Sunday 15 June 2014

Fashion that has no boundaries

Now that we’re done frothing at the mouth let’s talk about Rihanna’s naked dress.
On June 2,  the Council of Fashion Designers of America (CFDA) held their annual fashion awards.
And all the right faces showed up. Then Rihanna arrived. Dressed in a custom-made Adam Selman gown hand sewn with over 230,000 Swarovski crystals, held by a personal trainer whose phone must be ringing off the hook, a nude thong and the insouciance of a very attractive woman, the US musician was named 2014 Fashion Icon. READ: Rihanna Bares all.
Introduced by the Vogue editor Anna Wintour as someone who “enjoys pushing buttons while remaining true to herself,” Rihanna accepted the award declaring with no sense of irony whatsoever fashion was “an outlet for me to express myself, to speak up, to say who I am and to be very loud about it at times. Fashion is just a world of thrills, it’s exciting, there’s no rules. I mean Wintour has a ton of rules. There are rules! But rules are meant to be broken.”
NORMAL IS BORING
Let’s start from there. No one else on the planet could have worn this dress. We may have been shocked at it, not who wore it. Rihanna’s body is frankly a work of art from every conceivable angle.

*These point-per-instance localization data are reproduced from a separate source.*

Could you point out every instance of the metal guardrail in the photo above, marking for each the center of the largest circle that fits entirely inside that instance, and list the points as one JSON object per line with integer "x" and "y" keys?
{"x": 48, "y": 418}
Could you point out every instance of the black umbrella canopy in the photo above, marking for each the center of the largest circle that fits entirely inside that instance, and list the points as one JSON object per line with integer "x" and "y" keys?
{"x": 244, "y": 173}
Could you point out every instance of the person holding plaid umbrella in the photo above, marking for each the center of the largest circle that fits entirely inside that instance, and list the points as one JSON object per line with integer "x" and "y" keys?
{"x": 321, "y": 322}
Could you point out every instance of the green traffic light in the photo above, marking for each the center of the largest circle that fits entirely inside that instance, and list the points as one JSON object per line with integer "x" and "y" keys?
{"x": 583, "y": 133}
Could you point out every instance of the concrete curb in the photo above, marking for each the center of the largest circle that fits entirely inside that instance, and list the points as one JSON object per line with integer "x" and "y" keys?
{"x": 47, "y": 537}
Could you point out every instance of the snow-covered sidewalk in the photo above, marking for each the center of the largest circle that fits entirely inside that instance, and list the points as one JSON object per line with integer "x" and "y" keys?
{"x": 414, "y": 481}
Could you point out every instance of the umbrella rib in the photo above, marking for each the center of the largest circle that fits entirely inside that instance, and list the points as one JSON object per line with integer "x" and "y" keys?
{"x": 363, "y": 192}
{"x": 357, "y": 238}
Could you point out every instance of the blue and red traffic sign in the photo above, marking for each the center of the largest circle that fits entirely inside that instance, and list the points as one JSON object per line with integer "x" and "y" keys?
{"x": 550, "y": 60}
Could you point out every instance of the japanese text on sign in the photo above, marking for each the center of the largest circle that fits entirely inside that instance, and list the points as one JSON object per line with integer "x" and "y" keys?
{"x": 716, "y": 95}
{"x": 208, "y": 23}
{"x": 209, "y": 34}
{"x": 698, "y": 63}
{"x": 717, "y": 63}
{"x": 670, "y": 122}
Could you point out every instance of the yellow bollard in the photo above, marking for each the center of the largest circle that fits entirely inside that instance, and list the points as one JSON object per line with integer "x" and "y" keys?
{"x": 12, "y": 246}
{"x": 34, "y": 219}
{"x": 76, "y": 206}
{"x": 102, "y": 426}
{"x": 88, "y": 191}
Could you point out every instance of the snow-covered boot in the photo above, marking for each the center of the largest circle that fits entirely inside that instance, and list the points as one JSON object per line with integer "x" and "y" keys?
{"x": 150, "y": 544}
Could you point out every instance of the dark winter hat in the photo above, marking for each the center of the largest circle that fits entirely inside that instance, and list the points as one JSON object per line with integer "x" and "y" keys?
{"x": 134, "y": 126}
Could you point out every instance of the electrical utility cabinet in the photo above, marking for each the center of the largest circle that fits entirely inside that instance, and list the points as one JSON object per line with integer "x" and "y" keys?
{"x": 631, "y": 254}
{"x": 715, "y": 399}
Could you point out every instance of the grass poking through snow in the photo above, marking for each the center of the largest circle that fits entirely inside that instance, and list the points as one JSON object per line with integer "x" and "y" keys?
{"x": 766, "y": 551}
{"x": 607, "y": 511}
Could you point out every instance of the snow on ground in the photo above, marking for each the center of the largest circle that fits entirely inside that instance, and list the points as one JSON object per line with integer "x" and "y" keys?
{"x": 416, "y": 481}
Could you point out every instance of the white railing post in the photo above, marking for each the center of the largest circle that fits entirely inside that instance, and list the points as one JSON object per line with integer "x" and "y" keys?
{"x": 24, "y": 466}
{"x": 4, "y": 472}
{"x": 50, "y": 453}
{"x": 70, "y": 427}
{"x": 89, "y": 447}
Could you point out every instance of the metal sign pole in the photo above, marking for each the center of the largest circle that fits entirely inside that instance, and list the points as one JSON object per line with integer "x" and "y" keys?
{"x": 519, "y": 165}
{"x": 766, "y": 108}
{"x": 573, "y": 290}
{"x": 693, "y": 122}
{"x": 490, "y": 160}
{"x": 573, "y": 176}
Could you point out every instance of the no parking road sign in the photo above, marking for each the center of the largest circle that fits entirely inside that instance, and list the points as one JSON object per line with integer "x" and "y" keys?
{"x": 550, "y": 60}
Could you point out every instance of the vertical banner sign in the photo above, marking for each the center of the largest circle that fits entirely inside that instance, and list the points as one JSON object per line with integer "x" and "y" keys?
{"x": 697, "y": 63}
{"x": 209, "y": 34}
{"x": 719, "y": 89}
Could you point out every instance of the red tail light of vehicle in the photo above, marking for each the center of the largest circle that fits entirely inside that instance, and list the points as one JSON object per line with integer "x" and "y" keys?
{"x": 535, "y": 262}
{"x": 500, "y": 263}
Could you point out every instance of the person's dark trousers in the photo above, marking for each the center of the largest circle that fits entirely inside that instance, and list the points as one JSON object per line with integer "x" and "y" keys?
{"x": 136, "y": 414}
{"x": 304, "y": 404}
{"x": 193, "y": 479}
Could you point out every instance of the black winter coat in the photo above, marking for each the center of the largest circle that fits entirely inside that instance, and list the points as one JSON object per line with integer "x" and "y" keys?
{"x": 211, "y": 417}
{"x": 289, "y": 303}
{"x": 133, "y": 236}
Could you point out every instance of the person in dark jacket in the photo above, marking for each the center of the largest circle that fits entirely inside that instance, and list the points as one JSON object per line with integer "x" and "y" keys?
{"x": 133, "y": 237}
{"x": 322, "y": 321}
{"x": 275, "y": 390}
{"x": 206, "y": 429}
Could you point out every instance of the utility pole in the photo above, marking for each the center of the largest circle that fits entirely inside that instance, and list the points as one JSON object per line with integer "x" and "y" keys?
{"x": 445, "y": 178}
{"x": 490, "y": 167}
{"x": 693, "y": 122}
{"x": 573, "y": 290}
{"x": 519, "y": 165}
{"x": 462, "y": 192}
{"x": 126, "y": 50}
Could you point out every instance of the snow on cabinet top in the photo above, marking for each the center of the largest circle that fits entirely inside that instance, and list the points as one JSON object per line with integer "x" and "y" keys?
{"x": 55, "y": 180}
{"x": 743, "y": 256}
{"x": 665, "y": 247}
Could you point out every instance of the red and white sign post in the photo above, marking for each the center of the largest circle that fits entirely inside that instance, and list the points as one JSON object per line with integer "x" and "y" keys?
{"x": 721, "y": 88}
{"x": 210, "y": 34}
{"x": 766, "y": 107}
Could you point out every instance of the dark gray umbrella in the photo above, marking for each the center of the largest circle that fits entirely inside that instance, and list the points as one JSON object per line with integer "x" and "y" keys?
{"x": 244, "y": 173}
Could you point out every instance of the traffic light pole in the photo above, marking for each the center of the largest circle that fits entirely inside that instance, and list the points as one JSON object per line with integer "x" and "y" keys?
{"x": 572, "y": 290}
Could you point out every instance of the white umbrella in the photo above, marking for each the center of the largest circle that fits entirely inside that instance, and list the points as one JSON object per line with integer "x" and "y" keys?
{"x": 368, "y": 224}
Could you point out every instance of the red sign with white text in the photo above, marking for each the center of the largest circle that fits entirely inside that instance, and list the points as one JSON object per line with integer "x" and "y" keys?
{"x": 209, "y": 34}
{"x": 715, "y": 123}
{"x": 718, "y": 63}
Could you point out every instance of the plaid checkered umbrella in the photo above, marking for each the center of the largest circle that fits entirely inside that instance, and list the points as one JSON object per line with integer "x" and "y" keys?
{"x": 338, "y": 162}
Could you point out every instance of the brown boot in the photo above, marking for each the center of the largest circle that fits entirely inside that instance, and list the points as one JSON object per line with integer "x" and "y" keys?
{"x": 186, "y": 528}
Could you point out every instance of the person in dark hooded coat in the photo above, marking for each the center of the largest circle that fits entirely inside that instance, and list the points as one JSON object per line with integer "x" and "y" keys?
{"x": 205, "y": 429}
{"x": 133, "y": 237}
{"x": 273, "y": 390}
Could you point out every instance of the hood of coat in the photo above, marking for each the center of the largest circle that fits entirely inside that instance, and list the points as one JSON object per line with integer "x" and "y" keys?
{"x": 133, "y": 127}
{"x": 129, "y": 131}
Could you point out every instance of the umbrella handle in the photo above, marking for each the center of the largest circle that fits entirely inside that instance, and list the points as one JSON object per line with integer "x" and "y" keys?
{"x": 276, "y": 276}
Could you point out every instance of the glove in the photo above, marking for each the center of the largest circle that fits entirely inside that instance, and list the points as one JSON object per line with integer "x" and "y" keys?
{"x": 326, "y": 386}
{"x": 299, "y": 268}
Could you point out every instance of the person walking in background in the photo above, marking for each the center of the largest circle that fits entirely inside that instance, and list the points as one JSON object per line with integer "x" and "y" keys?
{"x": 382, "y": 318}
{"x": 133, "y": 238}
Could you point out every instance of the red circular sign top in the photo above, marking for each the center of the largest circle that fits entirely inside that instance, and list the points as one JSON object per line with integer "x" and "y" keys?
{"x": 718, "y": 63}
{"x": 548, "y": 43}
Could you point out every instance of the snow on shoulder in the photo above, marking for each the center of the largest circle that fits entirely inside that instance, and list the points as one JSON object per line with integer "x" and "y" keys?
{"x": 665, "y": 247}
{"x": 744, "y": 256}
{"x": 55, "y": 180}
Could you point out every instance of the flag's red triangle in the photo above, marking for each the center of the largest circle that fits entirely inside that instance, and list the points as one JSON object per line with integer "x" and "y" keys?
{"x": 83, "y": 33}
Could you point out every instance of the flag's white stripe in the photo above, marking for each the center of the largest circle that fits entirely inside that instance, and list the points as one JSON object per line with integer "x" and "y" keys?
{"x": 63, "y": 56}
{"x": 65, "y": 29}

This Naked Dress as it came to be known was pieced together by little more than imagination, well-lit swaths of carpet and sheer audacity. Still, there was an elegance to her carriage that overshadowed the nudity.
Truth is Rihanna has prepped us for months. This was no bare-bottomed decision. Her dressing has progressively disappeared to the point of no return earning a ban from Instagram.
From the very beginning, fashion has been controversial. Normal is not just boring, it’s a faux pas. The Naked Dress attracted moral outrage and aptly so, from how dare she, role models, print boycotts to what the heck is wrong with this child and where is her mother!
On the flip side, people will discuss this into 2044. I loved everything about the look. The provocateur appealed to me. Turning up naked in public is such a dread, psychologists tag it our most common dream. Rihanna simply wore it with a shrug.
Driven by the need to be proper, you may think a near-naked woman on a red carpet shouldn’t shift your world. Except she must. At 26, RiRi is worth $90 million with 87 million likes on Facebook, 35.7 million Twitter followers and 111 million hits on Google. It would be wrong to presume she wields no influence.
This Naked Dress on this particular body matters. It carries the realisation just how deep morality and fashion are linked, weighs on reality, interactions and assessment of people, illuminates political correctness and proves we do judge women based on clothing and looks more than the measure of accomplishments; even one as notorious as Rihanna.
A few months back, a woman posted in the comments section of a Rihanna story: “It’s now official. I have seen her butt cheeks more than I have seen my own.” Hilarious. Except it reveals a disconnect from her own body as much it is reaffirms another’s penchant for underdressing.
It’s easy to automatically presume Rihanna piece of meat peddled for her sex appeal and the inevitable traction translating into money. Because would a woman actively and repeatedly objectify herself or allow her own objectification? Good question. 
Women have been taught to err on the side of demure. Sexuality, suggested, hinted or overt, has consequences. I’m not privy to boardroom politics when her team discusses career trajectories.
FEMALE BODY
However, women who are smart enough to realise they possess other avenues of power. Rihanna is/may be on top owing to her talent and/or sex appeal. But in fashion she is the ultimate industry muse not for being beautiful, but for constantly making it possible to push the envelope and express itself through her.
She’s the perfect rule-breaking conduit who always makes fashion a point of relevance, examination and discussion. Admit it, you had no idea CFDA Awards existed prior to this and didn’t care.
Beyond the morality of public nudity lies another, more powerful conversation. The attitude towards the female body, a woman’s expression of her sexuality, women’s fashion choices, society and women’s role, expression and power in it and how fashion is the thread tying it all together come up.
Most of us will never be as comfortable naked as we are fully clothed. Still, how much do you own your body. To what degree are your fashion choices truly your own as opposed to informed by others, rules and fear; enough to be unapologetic, fully trusting what they say as clear and unmistakable? Bold enough to wear daily, consistently. Unexpected instances like this lend themselves to deeper self-examination. Once you’re done reacting, your truth will out itself.